Speeding up the cold start of your inference server is a key aspect of optimizing the performance. Here are some tips you could take to address this.

Keeping models in image

As we know, the cold start is a critical aspect of inference that can impact the performance and user experience. There are two core factors that contribute to this challenge:

  • Image pulling: When you deploy a model, image will be pulled from the Docker registry. This process can take some time.
  • Model pulling: The model should also be pulled from Huggingface Hub (opens in a new tab).

Let's take stable diffusion v1.5 as an example. The inference server image is about 4GB. While the full runwayml/stable-diffusion-v1-5 (opens in a new tab) model on Huggingface Hub is approximately 20GB.

To mitigate the impact of the size of your model and related dependencies on the performance of your inference, we recommend that you keep your model in the image. This will reduce the time it takes to pull the model and the overall cold start time. Mosec could help you achieve this with --dry-run option.

WORKDIR workspace
# keep the model in the image
RUN python main.py --dry-run
# disable huggingface update check to accelerate the cold start
ENTRYPOINT [ "python", "main.py" ]
CMD [ "--timeout", "20000" ]

You could add RUN python main.py --dry-run in your Dockerfile.
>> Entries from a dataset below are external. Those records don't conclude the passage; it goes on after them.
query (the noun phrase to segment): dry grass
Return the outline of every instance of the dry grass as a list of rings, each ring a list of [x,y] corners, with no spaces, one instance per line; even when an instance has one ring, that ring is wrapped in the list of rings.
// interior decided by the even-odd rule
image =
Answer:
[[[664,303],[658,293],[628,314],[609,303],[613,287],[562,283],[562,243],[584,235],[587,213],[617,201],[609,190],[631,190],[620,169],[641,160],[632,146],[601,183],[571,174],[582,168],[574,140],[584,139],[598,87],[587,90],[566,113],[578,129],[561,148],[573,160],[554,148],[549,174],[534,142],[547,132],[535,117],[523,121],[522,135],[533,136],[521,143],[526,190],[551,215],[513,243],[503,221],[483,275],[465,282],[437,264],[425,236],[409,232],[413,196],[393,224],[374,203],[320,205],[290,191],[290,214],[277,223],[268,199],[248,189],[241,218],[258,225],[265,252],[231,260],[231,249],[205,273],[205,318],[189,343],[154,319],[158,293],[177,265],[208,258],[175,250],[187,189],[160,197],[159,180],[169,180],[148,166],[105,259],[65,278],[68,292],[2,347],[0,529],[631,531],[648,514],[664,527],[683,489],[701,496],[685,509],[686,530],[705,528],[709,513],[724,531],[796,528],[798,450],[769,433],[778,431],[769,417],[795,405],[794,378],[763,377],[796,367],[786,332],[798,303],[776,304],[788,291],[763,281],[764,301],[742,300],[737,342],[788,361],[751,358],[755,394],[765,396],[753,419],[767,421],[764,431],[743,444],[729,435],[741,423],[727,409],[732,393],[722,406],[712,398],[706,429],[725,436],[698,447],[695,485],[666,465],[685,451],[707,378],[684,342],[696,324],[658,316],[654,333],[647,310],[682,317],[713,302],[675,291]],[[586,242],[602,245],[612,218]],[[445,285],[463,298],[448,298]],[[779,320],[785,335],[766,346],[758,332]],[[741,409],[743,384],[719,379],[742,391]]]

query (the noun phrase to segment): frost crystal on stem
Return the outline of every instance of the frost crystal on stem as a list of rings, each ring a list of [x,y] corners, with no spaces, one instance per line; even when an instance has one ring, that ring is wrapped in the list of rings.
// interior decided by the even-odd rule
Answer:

Reduce the size of your image

It's still beneficial to reduce the size of your image wherever possible.

There are several strategies you could employ to reduce the size of your image, including:

  • Use a lightweight base image: Choose a base image that is lightweight, so that you are not carrying excess weight in your image.
  • Try envd (opens in a new tab) instead of Docker: If you're not familiar with Docker or building Docker images, then envd (opens in a new tab) could be a great tool to use. It provides a simplified interface for building images and can be used to build lightweight model serving images optimized for your specific use case.
  • Remove unnecessary files: Make sure that your image only includes the files and dependencies required to run your model - this can help reduce the overall size of your image.

Pre-loading or Pre-warming

One technique that can help reduce load times and improve the overall efficiency of your model serving is to load your models when initializing the server. This approach is commonly known as pre-loading or pre-warming the server.
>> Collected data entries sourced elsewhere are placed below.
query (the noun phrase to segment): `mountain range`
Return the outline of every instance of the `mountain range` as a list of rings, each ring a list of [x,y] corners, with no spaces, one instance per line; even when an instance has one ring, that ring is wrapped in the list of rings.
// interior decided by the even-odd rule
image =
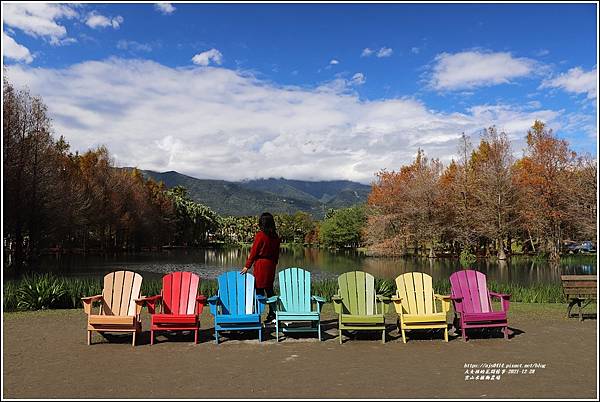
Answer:
[[[190,197],[220,215],[249,216],[262,212],[293,214],[297,211],[323,218],[329,208],[366,202],[371,186],[348,181],[304,181],[284,178],[243,180],[197,179],[175,171],[140,170],[144,177],[172,188],[183,186]]]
This is enabled by default in Mosec. The worker initializes the pipeline from a pre-trained model. The model will be downloaded during the initialization.

Besides, you could also pre-warm the server with self.example. The example prompts will be used to warm up the server.

class StableDiffusion(Worker):
    def __init__(self):
        self.pipe = StableDiffusionPipeline.from_pretrained(
            "runwayml/stable-diffusion-v1-5", torch_dtype=torch.float16
        device = "cuda" if torch.cuda.is_available() else "cpu"
        self.pipe = self.pipe.to(device)
        self.example = ["useless example prompt"] * 4  # warmup (bs=4)
    def forward(self, data: List[str]) -> List[memoryview]:
        logger.debug("generate images for %s", data)
        res = self.pipe(data)
        logger.debug("NSFW: %s", res[1])
        images = []
        for img in res[0]:
            dummy_file = BytesIO()
            img.save(dummy_file, format="JPEG")
        return images